Khris Middleton wrapped a towel around his sweaty neck, sat on the scorer’s table for a postgame interview and knocked over a water bottle. Before putting on his headphones, he reached down to pick it up.
It was draining. It got messy.
But Middleton cleaned up in the end.
Middleton hit the game-winning mid-range jumper to lead the Bucks to a 109-107 win over the Heat in Game 1 of their first-round series Saturday in Milwaukee.
“Just trying to get to the spot,” Middleton said on ESPN. “Tried to get the last shot.”
Middleton was acknowledging the imperfection of his big basket. He left 0.5 seconds on the clock, giving Miami one last opportunity.
Besides, this was not a game for offensive perfection.
Both teams played energetic, swarming and disciplined defense. Baskets were difficult to come by – especially inside the arc for the Heat (33%) and outside the arc for the Bucks (16%).
Milwaukee was steadier in producing good looks. Middleton (27 points, six assists and two steals), Giannis Antetokounmpo (26 points, 18 rebounds, five assists and three steals) and Holiday (20 points, 11 rebounds and three assists) all played well.
But Antetokounmpo shot just 6-for-13 on free throws. With a history of making his trips to the line torturous, he even had a 10-second violation late in the fourth quarter.
He won’t have to dwell on those miscues, though. After a massive disappointing loss to the Heat in last year’s second round, the Bucks gained an affirming win entering Game 2 Monday.
The Heat, on the other hand, can look back at missed opportunities.
After Antetokounmpo made a free throw to put Milwaukee up one with 34.3 seconds left in the fourth quarter, Miami didn’t call timeout to advance the ball and get a 2-for-1. Butler lost the ball and, rather than call timeout while he seemingly possessed the ball on the floor, the Heat allowed a jump ball.

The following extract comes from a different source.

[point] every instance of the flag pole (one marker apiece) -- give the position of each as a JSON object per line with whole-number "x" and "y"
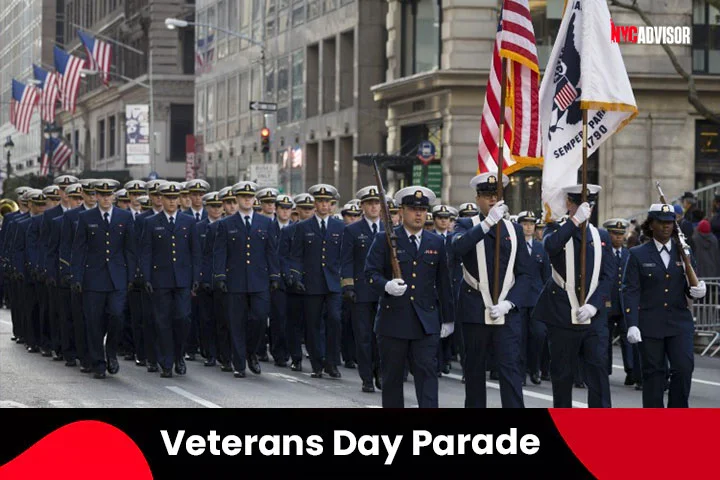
{"x": 500, "y": 190}
{"x": 583, "y": 245}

Antetokounmpo recovered the loose ball with 12 seconds left, and Miami caught a break when he didn’t pass or call timeout, allowing the Heat to foul him. He again split at the line.
With Miami down two, Butler forced overtime by driving past Antetokounmpo and hitting a difficult floater on the other end:
Still, Butler shot just 4-for-22. Bam Adebayo shot just 4-for-15.
Though they both played excellent defense, the Heat stars must score more effectively for Miami to win.
Adebayo particularly has an opportunity while guarded by Brook Lopez, who frequently played well off Adebayo. Rather than drive into Lopez at the rim, Adebayo has ability to hit the short jumpers he’s being given.
Antetokounmpo, despite his prior objection, spent considering time defending Butler.
Miami did plenty right today and came up just short in a tight game – maybe the first of several in this series.